What is common to all is the understanding that the DevOps team is responsible for providing infrastructure, and the software engineers should understand it, use it, and bring requirements to make sure it continuously improves. When moving to data engineers, the expectation remains the same.
Why should it change for ML engineers and data scientists?
Conclusion
Organizations with vast data operations (soon, all organizations) should make sure their DevOps teams have the data expertise to provide high-quality and general data infrastructure and best practices for all data practitioners while making sure all of them are well-educated on how to use this infrastructure to optimally manage their pipelines.
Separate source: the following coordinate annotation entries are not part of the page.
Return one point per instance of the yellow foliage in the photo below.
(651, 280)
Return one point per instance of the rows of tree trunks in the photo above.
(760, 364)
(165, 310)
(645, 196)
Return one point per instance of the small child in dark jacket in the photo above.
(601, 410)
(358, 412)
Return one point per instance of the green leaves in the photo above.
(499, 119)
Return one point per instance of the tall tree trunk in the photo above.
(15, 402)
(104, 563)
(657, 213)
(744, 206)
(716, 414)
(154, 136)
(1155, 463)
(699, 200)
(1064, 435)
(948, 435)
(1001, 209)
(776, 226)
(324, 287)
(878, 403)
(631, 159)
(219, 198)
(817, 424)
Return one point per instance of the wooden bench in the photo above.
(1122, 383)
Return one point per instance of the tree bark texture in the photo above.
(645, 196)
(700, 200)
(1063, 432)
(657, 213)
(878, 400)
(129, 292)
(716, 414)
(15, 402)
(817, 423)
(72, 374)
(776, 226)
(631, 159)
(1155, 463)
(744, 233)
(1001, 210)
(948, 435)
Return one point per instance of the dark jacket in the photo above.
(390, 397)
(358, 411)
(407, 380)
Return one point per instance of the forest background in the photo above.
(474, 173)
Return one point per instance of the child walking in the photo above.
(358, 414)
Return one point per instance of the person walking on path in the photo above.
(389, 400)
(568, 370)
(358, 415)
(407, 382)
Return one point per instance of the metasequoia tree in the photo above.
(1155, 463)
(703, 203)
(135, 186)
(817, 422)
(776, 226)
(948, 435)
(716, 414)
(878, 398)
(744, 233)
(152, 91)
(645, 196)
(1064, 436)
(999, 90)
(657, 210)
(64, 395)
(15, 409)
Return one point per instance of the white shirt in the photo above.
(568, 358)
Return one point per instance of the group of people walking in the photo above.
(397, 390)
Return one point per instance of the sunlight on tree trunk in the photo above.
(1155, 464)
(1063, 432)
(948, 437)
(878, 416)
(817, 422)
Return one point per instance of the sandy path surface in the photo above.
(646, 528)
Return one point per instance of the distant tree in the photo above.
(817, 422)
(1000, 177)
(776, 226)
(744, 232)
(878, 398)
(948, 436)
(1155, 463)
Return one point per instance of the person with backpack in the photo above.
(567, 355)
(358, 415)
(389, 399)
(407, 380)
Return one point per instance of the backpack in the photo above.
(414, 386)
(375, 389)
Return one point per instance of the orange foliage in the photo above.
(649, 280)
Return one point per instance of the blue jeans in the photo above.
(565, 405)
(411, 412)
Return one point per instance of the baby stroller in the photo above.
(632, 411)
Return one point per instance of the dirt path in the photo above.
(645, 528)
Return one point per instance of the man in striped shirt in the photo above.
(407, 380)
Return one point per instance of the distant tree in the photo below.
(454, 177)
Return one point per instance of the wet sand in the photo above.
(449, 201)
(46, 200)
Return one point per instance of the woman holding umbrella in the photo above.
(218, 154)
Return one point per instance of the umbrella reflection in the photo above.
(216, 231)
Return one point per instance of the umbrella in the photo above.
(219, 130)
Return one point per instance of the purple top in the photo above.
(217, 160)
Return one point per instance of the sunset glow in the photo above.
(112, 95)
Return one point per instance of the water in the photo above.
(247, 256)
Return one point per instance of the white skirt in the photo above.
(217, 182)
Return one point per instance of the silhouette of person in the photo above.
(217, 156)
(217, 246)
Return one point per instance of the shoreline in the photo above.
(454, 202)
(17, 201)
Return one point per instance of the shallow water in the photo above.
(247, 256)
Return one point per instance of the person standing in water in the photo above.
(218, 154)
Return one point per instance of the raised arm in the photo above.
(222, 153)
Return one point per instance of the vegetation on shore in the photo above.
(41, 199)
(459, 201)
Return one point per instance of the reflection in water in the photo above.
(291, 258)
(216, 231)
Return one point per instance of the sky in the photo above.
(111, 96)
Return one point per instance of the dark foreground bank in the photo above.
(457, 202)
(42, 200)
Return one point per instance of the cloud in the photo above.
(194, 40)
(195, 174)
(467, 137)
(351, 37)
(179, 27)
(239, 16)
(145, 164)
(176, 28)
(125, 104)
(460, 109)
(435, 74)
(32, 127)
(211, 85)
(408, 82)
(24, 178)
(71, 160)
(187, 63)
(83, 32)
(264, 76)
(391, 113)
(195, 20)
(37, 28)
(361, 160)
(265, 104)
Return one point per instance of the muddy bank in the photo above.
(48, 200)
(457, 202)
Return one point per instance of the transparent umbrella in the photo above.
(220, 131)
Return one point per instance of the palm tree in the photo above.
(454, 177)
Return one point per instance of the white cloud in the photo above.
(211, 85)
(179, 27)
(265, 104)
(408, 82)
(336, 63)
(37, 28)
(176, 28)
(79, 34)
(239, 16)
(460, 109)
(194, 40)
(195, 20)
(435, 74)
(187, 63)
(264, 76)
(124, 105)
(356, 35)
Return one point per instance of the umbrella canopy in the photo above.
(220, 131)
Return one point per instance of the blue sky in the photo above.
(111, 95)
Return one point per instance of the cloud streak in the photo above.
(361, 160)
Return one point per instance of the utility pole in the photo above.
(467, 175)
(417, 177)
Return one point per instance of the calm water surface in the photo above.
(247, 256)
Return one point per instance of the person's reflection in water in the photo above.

In enterprises, that could definitely become a dedicated department.
Good practices and internal education may remove the need for overfitted tools that eventually limit the data practitioners from the much-needed flexibility offered by general Ops tools. It also facilitates the transition between domains and opens the door to broader career opportunities, improving the communication between teams thanks to the alignment of the core concepts and mindset.
The advantage of an overfitted tool is that in the short term, for a very simple system, it provides a one-stop shop for all needs. Why work with our DevOps team if we can just buy this E2E tool?
But in the long run, needs evolve from such simplified use cases, and the depth of expert systems is required. For example, for orchestration, instead of using E2E tools that offer simplified orchestration among other things, companies will move to powerful orchestration systems such as Airflow, Prefect, or Dagster.